Poirot miró en silencio. Volvió a experimentar asombro al pensar que un hombre pudiera imbuir a un asunto convencional su propia magia. Un jarrón de rosas sobre una mesa de caoba pulimentada. El socorrido asunto de los que pintan naturaleza muerta. ¿Cómo, pues, se las había arreglado Crale para hacer que sus rosas llamearan y ardieran con desenfrenada, casi obscena vida? Porque el cuadro excitaba. Las proporciones de la mesa hubieran angustiado al superintendente Hale; se hubiese quejado que ninguna rosa conocida tenía exactamente esa forma ni ese colorido. Y, luego hubiera ido por ahí preguntándose vagamente por qué las rosas que fuera viendo le resultaban tan poco satisfactorias. Y las mesas redondas de caoba le hubiesen molestado sin que supiera explicarse la causa.
Poirot exhaló un suspiro.
Murmuró : —Sí... todo está ahí.
Blake volvió al lugar en que había estado antes. Masculló tranquilamente:
—Nunca he entendido una palabra de arte, ésa es la verdad. No sé por qué me gusta mirar ese cuadro tanto... pero me gusta. Es... ¡qué rayos!, ¡es bueno!

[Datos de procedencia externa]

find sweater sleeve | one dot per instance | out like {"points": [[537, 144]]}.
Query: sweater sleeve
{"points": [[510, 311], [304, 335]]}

Poirot asintió moviendo enfáticamente la cabeza.
Blake le ofreció un cigarrillo y al mismo tiempo encendió otro él. Dijo:
—Y ése es el hombre... el hombre que pintó esas rosas... el hombre que pintó «La mujer con el mezclador de combinados...», el hombre que pintó esa sorprendentemente dolorosa «Natividad...», ése es el hombre a quien pararon en seco en toda su plenitud, a quien privaron de su vívida y dinámica vida... ¡todo ello por culpa de una mujer vengativa y miserable! Hizo una pausa.